25 refugees drowned off Turkey's Aegean coast on Sunday after their boat sank off the western province of Aydın's district of Didim, Anadolu Agency reported.
The Turkish Coast Guard has rescued 15 of the refugees and launched a search and rescue operation to find two other missing refugees with three boats and one helicopter. The total number of refugees is not yet known.
The refugees' nationalities were not immediately released, but they are likely to be Syrians, who comprise the majority of refugees attempting to sneak to the Greek islands from Turkey. Media outlets said three children were among the casualties.
It is not known what caused the boat to sink, although a mix of strong winds and boats carrying passengers over their capacities are often the causes of similar tragedies. The local İhlas News Agency reported that passenger overload was the cause of the disaster.
The last deadly incident concerning the refugees in the Aegean Sea had taken place on Feb. 8 near the Edremit area of the northwestern Turkish province of Balıkesir, in which 27 refugees had lost their lives.
The civil war in Turkey's southern neighbor Syria has made Turkey a favorite destination for Syrian refugees, who use it as a launching pad for journeys to Europe. Most migrants prefer sea routes due to the proximity of Turkey's coast to the Greek islands, but others prefer a land route from the northwest. Turkey is home to more than 2.5 million refugees from Syria where a five-year civil war has displaced millions. Although Turkey has been praised for its exemplary hosting of refugees in camps and humanitarian aid to the displaced, it faces intense pressure by the European Union, which seeks to curb the exodus of refugees from Turkey into Europe.

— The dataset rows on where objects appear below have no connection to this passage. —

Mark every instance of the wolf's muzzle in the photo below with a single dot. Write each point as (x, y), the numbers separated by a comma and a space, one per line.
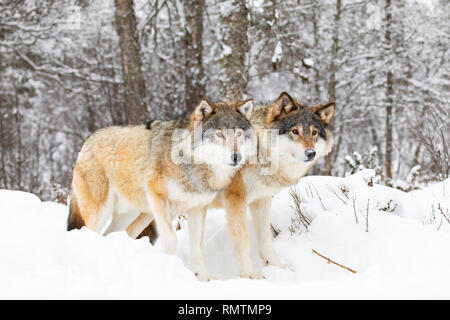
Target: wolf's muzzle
(236, 158)
(310, 154)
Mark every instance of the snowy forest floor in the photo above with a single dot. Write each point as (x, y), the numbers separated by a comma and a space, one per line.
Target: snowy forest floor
(400, 249)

Although the Aegean route is a shortcut to Europe for migrants, it is also probably the deadliest. Migrants are often forced to travel in shoddy, overcrowded boats and rafts with cheap life vests unable to keep them afloat if their boats sink. Strong winds on the Aegean Sea add to the dangers of the journey, although the onset of spring, which brings less severe winds, is expected to lead to a renewed influx of migrants who mostly stayed away from the beaches in the past months.
Since January, the Coast Guard has intercepted 14,388 illegal migrants on the Aegean Sea and 141 people have died en route to the Greek islands. The International Organization for Migration (IOM) says more than 125,000 people arrived in Greece from the Eastern Mediterranean route, which includes the Aegean Sea, since Jan. 1, 2016. European Union Commissioner for Migration, Home Affairs and Citizenship Dimitris Avramopoulos has said Greece will likely receive another 100,000 migrants by the end of March. "Hundreds are arriving on a daily basis and Greece is expected to receive another 100,000 by the end of the month," Avramopoulos told a conference in Athens on Saturday.
Ankara is in negotiations with the EU on how to tackle the refugee and migrant crisis and Syrian civil war. Ankara has repeatedly called for a resolution to the ongoing conflict in Syria as the only key to end the influx of Syrians into Europe as a long-term solution to the problem rather than debating how many migrants each EU country should take in.